BallingMichel Ballings, Ph.D.
Business Analytics and Statistics, UT
October 3rd, 2014, 2:30 – 3:30 PM

410 John D. Tickle Engineering Building

Dr. Michel Ballings joined the Department of Business Analytics and Statistics in 2014 after earning his Ph.D. in Applied Economics from Ghent University (Belgium). He holds a master’s degree in Business Economics from VLEKHO Business School in Brussels and a bachelor’s degree in Business Administration from University College Leuven. He teaches Marketing Analytics focusing on predictive analytics for analytical Customer Relationship Management (aCRM), including customer acquisition, customer retention, and customer development. His current research interests are concentrated in Social Media Analytics (SMA), a multi-disciplinary, data-intensive, and collaborative research area that lies at the intersection of computing, social media management, and machine learning. Dr. Ballings has worked with organizations such as Anheuser Bush InBev, Carglass, Vodafone, Friesland Campina, USG People, Concentra, Essent, and Club Brugge. He has research articles published in refereed journals and conference proceedings, such as Expert Systems With Applications, IEEE International Conference on Data Mining Workshops, Studies in Classification – Data Analysis and Knowledge Organization, and Management Intelligent Systems.

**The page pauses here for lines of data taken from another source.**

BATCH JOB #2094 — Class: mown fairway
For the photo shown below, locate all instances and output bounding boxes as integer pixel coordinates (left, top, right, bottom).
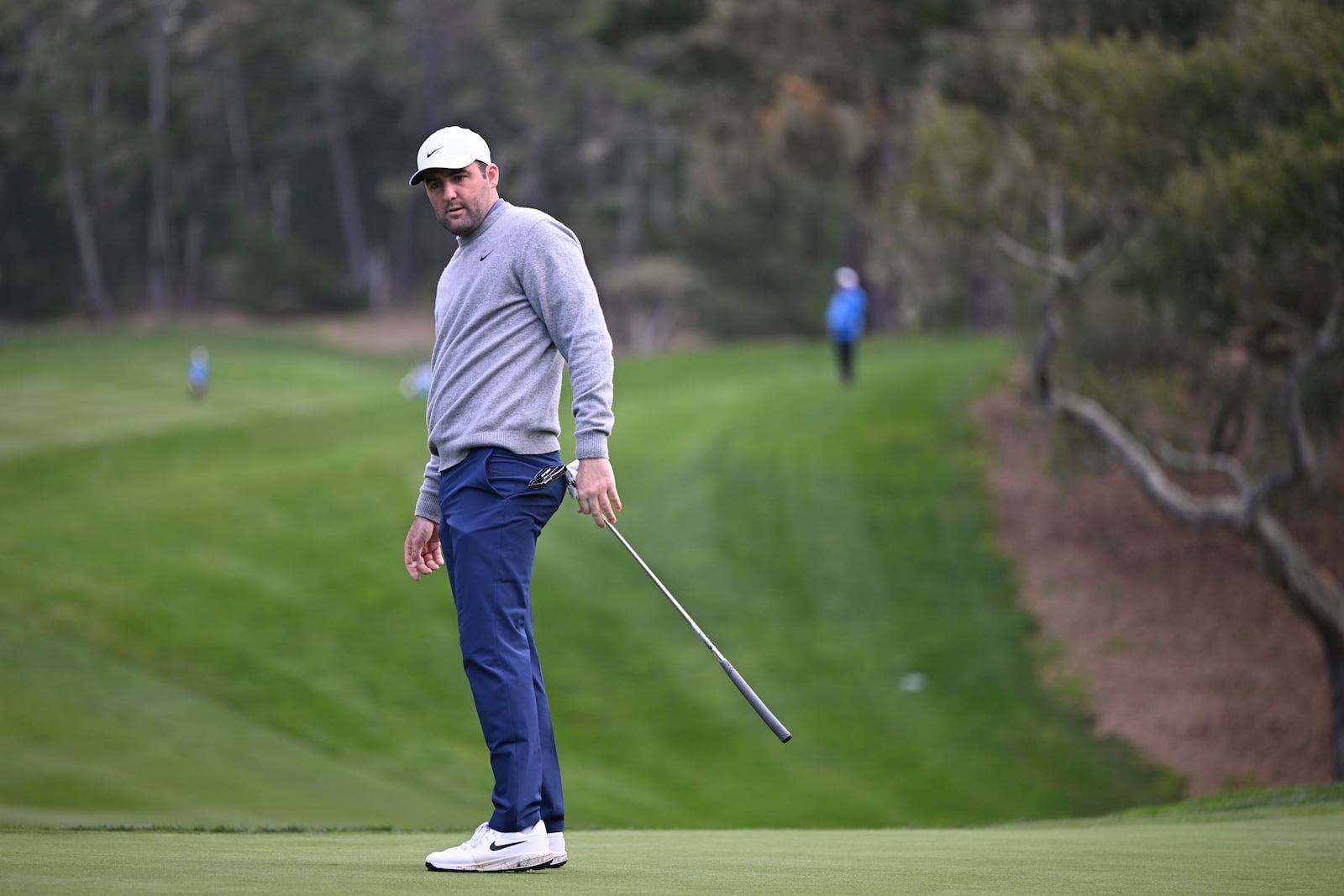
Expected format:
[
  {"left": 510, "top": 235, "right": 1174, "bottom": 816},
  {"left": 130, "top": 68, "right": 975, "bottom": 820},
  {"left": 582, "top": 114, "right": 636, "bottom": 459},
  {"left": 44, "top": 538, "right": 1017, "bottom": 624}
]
[
  {"left": 0, "top": 323, "right": 1172, "bottom": 832},
  {"left": 0, "top": 787, "right": 1344, "bottom": 896}
]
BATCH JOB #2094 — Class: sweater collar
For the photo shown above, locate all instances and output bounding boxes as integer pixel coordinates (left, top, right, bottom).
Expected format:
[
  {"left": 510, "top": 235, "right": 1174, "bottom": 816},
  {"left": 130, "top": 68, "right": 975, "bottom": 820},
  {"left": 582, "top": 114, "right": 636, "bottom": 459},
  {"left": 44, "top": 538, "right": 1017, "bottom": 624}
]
[{"left": 457, "top": 199, "right": 508, "bottom": 246}]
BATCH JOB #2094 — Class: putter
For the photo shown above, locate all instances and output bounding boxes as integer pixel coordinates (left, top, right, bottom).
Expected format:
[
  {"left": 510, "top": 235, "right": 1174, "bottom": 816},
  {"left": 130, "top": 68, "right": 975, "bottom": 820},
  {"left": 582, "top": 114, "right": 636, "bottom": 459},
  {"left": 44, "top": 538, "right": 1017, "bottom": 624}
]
[{"left": 531, "top": 461, "right": 793, "bottom": 743}]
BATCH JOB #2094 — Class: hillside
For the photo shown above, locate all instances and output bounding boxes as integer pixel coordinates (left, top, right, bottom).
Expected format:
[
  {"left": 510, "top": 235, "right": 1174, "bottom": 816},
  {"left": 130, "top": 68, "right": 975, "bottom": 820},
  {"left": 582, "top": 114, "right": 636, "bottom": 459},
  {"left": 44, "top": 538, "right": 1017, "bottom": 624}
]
[
  {"left": 0, "top": 331, "right": 1172, "bottom": 831},
  {"left": 976, "top": 388, "right": 1344, "bottom": 794}
]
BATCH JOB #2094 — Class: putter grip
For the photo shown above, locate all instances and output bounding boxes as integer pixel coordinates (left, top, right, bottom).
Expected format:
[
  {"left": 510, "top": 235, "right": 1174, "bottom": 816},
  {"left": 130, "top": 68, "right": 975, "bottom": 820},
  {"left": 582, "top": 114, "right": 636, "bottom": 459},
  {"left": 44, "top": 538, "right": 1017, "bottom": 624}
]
[{"left": 719, "top": 659, "right": 793, "bottom": 744}]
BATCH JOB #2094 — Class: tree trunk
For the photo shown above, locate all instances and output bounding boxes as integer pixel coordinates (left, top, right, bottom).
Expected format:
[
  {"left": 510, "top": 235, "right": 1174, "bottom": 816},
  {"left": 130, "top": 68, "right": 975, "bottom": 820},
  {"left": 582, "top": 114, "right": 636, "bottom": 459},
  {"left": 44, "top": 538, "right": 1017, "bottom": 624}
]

Talk Abstract: The purpose of this study is to (1) assess the feasibility of predicting increases in Facebook usage frequency, (2) evaluate which algorithms perform best, (3) and determine which predictors are most important and describe their relationship to the response. We benchmark the performance of Logistic Regression, Random Forest, Stochastic Adaptive Boosting, Kernel Factory, Neural Networks and Support Vector Machines using five times twofold cross-validation. The results indicate that it is feasible to create models with high predictive performance. The top performing algorithm was Stochastic Adaptive Boosting with a cross-validated AUC of 0.66 and accuracy of 0.74. The most important predictors include deviation from regular usage patterns, frequencies of likes of specific categories and group memberships, average photo album privacy settings, and recency of comments. Facebook and other social networks alike could use predictions of increases in usage frequency to customize its services such as pacing the rate of advertisements and friend recommendations, or adapting News Feed content altogether. The main contribution of this study is that it is the first to assess the prediction of increases in usage frequency in a social network.